Guardiola oversaw the development of the finest midfield in modern times; Xavi, Iniesta and Busquets, yet he's been told he's getting it wrong with Manchester City's golden boy Phil Foden.
Xavi Hernández had been a bit-part player until an injury to Pep allowed him a decent run in the team back in the 1999/2000 season. He became an international at the age of 20 and the rest is a glorious 700-game history.
At the age of 20, Andrés Iniesta was used as a substitute on 26 occasions until he finally got a chance to establish himself as a starter in the 2005/6 season. He progressed to legendary status.
The third member of the Barcelona trio that dominated club and international football was Sergi Busquets. He didn't break into the first team until he was 20 year old and it took another year to fully displace Yaya Touré as the midfield anchor.
So Guardiola has unique experience in watching the garden grow. Those who question him on a regular basis about Foden should do a little background work.
The cry is for Foden to be loaned out or given a regular game at the English champions. Pep wisely turns a deaf ear in a country where talented teenagers are fast tracked into the first team and England side.
Who is to say that Jack Wilshere wouldn't have reached the same standards as Xavi, Iniesta and Busquets? He was Arsenal's youngest league debutant at 16 and was sent out on loan to Bolton to get more 'game time'. Yes, 'game time' is important, but developing at your own pace is a bigger factor. Wilshire made his England debut as an 18-year-old but it could be the excessive demands on a young body that affected his development.

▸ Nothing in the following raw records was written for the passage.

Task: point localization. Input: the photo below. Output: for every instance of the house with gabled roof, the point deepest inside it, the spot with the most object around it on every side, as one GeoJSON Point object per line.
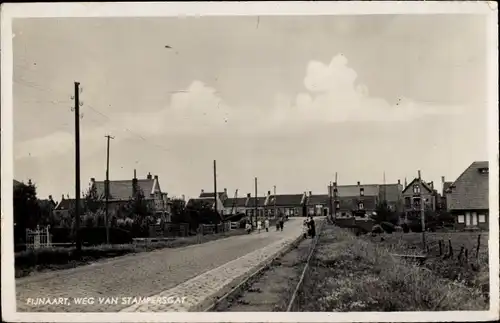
{"type": "Point", "coordinates": [286, 204]}
{"type": "Point", "coordinates": [419, 194]}
{"type": "Point", "coordinates": [236, 205]}
{"type": "Point", "coordinates": [122, 191]}
{"type": "Point", "coordinates": [468, 197]}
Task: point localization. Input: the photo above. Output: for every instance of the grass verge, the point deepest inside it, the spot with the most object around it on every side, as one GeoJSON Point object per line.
{"type": "Point", "coordinates": [351, 274]}
{"type": "Point", "coordinates": [32, 261]}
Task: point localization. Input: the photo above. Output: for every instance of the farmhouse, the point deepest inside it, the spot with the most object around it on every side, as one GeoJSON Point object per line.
{"type": "Point", "coordinates": [286, 204]}
{"type": "Point", "coordinates": [467, 198]}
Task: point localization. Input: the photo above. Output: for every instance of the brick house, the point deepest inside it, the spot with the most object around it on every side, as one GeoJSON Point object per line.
{"type": "Point", "coordinates": [236, 205]}
{"type": "Point", "coordinates": [122, 191]}
{"type": "Point", "coordinates": [208, 198]}
{"type": "Point", "coordinates": [286, 204]}
{"type": "Point", "coordinates": [467, 198]}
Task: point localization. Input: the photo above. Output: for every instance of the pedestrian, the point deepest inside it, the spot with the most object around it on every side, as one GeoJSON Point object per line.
{"type": "Point", "coordinates": [312, 227]}
{"type": "Point", "coordinates": [248, 227]}
{"type": "Point", "coordinates": [305, 229]}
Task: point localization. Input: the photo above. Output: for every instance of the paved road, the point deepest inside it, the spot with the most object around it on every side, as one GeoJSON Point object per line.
{"type": "Point", "coordinates": [139, 275]}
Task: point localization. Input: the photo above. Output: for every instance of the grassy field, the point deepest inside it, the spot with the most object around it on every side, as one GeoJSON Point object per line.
{"type": "Point", "coordinates": [50, 259]}
{"type": "Point", "coordinates": [350, 273]}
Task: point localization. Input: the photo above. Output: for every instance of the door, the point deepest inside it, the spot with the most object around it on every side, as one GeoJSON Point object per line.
{"type": "Point", "coordinates": [467, 219]}
{"type": "Point", "coordinates": [474, 218]}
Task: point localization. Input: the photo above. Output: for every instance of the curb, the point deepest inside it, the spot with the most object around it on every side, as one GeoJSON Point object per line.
{"type": "Point", "coordinates": [241, 282]}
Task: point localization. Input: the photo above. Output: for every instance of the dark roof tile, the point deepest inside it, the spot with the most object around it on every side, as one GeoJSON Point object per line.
{"type": "Point", "coordinates": [470, 190]}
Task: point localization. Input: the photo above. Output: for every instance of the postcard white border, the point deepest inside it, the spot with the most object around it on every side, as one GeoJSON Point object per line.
{"type": "Point", "coordinates": [163, 9]}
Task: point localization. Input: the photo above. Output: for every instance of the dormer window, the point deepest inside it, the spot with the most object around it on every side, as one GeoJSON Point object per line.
{"type": "Point", "coordinates": [484, 170]}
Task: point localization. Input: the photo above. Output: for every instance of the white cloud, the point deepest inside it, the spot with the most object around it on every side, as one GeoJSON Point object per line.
{"type": "Point", "coordinates": [333, 95]}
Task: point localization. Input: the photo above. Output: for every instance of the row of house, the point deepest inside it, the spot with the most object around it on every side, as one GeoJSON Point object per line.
{"type": "Point", "coordinates": [466, 198]}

Now, late twenties, after just 19 league games in three seasons, he's rebuilding his career at a less expectant club in West Ham.

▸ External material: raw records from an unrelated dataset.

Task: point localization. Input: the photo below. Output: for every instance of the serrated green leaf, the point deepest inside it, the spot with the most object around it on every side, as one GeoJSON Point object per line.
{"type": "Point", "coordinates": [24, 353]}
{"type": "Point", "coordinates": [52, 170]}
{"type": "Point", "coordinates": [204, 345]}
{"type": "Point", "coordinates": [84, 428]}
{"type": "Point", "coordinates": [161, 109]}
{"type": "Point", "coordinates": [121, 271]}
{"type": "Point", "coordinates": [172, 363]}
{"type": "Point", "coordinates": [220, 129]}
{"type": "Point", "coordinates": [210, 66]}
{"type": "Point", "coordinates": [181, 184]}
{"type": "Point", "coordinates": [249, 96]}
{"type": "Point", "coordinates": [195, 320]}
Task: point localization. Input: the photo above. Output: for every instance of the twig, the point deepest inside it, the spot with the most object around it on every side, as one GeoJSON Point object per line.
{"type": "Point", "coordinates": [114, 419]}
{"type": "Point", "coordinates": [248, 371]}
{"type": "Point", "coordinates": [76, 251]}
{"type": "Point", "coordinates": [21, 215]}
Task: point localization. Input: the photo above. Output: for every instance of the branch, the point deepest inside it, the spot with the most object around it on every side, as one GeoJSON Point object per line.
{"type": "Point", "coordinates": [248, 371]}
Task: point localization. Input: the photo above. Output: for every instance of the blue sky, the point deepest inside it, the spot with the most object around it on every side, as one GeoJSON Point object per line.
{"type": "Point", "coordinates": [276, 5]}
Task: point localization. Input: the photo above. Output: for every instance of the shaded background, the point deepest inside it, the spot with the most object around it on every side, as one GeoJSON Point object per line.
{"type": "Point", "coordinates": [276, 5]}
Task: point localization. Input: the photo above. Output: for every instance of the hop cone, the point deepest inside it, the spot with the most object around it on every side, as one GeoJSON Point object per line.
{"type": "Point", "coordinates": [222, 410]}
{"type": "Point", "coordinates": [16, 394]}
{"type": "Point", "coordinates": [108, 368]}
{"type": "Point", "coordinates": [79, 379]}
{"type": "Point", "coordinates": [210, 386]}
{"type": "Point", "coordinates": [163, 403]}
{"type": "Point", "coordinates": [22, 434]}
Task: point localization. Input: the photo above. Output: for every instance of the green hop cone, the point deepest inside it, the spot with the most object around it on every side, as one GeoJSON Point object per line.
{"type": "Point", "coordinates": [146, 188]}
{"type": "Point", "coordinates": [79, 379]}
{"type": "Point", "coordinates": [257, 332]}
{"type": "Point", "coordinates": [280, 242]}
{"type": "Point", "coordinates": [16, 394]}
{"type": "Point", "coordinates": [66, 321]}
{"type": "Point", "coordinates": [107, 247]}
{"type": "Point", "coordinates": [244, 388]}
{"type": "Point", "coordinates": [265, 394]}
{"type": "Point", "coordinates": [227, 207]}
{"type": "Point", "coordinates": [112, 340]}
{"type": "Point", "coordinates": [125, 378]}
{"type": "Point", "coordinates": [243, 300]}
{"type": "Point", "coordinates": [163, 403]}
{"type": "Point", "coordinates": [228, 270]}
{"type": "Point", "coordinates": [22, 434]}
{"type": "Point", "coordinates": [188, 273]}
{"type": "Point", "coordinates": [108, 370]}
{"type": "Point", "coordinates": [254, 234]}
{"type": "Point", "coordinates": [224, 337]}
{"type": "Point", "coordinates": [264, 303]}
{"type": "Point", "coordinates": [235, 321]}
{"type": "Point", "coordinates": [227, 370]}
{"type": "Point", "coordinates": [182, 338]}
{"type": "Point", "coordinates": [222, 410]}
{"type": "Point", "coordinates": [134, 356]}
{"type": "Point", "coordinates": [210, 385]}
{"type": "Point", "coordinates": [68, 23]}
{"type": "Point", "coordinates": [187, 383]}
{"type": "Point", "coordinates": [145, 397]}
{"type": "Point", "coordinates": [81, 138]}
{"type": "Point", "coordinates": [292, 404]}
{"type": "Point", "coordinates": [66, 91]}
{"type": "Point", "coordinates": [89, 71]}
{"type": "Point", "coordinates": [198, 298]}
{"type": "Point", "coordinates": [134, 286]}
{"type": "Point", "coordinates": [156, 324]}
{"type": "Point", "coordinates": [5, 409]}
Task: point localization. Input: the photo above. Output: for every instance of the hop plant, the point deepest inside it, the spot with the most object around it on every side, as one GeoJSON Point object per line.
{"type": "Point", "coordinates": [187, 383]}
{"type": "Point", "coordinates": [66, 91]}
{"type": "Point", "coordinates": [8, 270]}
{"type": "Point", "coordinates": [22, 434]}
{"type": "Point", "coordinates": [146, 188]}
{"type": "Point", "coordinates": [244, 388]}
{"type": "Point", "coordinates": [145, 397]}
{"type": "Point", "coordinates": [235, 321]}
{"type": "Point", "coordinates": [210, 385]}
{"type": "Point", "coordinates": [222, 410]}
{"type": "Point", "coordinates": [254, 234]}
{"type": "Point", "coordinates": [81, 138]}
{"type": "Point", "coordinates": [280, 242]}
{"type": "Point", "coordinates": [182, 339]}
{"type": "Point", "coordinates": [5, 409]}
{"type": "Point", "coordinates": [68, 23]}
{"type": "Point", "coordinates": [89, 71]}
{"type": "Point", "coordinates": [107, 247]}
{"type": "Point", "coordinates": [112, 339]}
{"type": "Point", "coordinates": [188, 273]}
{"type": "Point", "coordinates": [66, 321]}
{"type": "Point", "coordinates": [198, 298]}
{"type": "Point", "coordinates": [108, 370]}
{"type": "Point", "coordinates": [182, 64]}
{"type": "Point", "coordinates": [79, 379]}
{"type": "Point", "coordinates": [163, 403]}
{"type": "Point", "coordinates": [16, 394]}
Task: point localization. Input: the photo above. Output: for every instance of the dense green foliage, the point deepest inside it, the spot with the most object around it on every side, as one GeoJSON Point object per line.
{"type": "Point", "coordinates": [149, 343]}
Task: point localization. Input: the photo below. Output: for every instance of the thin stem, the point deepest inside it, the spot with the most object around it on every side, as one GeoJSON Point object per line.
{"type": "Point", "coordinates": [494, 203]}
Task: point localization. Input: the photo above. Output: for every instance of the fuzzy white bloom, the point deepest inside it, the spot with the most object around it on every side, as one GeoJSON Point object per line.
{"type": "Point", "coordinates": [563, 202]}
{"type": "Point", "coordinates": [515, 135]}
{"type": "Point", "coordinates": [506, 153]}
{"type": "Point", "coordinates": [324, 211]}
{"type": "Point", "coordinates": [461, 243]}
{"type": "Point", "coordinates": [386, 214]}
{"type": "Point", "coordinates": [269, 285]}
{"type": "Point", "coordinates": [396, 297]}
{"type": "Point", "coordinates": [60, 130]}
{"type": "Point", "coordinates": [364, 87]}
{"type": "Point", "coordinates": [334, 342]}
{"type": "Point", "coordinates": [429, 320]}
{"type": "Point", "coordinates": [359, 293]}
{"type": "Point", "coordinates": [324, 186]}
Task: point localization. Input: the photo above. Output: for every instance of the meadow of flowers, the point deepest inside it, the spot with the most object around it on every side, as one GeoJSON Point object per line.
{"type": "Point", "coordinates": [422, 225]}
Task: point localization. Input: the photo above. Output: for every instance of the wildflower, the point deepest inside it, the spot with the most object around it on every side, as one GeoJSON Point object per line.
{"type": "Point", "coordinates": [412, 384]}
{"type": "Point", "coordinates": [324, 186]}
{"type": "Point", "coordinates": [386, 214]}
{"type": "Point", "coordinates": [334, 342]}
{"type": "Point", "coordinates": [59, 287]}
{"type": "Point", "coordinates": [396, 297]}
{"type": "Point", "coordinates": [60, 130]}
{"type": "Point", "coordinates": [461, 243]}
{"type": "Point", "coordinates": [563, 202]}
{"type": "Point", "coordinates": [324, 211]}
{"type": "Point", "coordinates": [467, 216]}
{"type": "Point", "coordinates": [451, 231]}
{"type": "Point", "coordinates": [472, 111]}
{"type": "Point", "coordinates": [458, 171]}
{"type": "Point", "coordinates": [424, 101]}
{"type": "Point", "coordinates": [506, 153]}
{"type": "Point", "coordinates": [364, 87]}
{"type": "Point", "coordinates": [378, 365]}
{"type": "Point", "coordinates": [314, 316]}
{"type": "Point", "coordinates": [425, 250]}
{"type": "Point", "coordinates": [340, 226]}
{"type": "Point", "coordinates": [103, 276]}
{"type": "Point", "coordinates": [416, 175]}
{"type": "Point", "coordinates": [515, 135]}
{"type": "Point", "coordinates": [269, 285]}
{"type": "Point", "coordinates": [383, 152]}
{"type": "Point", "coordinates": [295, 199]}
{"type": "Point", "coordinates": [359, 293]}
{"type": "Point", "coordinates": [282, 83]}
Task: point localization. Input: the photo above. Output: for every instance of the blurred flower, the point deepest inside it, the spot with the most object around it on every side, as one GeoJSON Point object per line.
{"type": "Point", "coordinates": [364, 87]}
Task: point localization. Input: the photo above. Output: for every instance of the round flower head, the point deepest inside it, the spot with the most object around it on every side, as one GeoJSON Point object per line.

In La Liga there's another schoolboy prodigy who's trying to realise his immense potential. Martin Ødegaard made his debut for Norway at fifteen and was whisked away to Real Madrid soon after. The Spanish giants gave him a debut at sixteen but soon realised that he wasn't ready for the demands of top-class football. Although he trained with the first team, he played his football for the Castilla development side.
To get that 'game time' he was loaned out to Heerenveen and Vitesse before returning to Spain this season with Real Sociedad. Two goals and two assists in his first six games suggest that he's maturing into the player all of the experts predicted that he could be.

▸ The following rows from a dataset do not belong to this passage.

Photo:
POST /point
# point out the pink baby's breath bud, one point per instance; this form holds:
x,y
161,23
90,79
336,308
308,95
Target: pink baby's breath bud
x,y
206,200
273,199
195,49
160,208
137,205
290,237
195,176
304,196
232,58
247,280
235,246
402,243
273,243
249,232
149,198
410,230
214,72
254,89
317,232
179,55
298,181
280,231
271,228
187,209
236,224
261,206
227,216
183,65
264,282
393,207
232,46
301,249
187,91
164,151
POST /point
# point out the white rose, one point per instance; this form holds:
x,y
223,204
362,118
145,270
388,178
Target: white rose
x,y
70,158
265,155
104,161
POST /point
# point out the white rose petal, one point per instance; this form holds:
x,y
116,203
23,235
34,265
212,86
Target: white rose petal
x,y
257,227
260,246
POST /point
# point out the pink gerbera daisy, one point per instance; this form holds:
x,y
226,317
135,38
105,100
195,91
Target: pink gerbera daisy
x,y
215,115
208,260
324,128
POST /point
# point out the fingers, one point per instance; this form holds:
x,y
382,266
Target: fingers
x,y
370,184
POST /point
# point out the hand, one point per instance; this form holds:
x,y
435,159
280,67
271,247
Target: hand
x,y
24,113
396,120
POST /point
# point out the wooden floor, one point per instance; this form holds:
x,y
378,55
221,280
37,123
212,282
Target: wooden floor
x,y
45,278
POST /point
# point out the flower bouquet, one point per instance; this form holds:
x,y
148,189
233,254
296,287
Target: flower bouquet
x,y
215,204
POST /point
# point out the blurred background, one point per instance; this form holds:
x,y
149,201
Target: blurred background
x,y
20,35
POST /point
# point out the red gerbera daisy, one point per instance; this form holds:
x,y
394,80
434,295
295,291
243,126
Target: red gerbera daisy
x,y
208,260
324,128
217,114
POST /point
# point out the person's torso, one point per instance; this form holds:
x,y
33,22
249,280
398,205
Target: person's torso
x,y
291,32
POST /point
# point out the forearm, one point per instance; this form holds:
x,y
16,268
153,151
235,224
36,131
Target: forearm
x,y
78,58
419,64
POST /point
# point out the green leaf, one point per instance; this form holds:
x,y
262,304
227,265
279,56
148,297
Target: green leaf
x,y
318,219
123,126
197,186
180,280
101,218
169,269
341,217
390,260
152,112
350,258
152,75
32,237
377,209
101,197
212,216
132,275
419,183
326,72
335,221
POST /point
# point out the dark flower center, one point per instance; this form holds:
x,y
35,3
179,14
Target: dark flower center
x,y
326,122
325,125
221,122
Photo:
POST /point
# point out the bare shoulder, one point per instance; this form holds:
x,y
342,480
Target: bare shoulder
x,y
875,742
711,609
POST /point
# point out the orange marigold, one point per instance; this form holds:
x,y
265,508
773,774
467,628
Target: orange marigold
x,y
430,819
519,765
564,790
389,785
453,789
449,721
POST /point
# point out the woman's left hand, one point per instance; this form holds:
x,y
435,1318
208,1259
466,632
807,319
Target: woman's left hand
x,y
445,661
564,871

The recurring comment about Ødegaard is that nobody can believe that he's still twenty as he seems to have been around for ages. He already has a few miles on the clock and could return to his parent club Real Madrid after three seasons away with even more. It's a case unleashing the talent but realising the potential.
I was lucky to conduct the first TV interviews with several young English players who did fulfil their teenage potential: Wayne Rooney, Michael Owen and Robbie Fowler. All went on to excellent careers but had burnt out by time they were thirty.
I just wonder how much better they would have been if they'd had Pep Guardiola as their footballing father?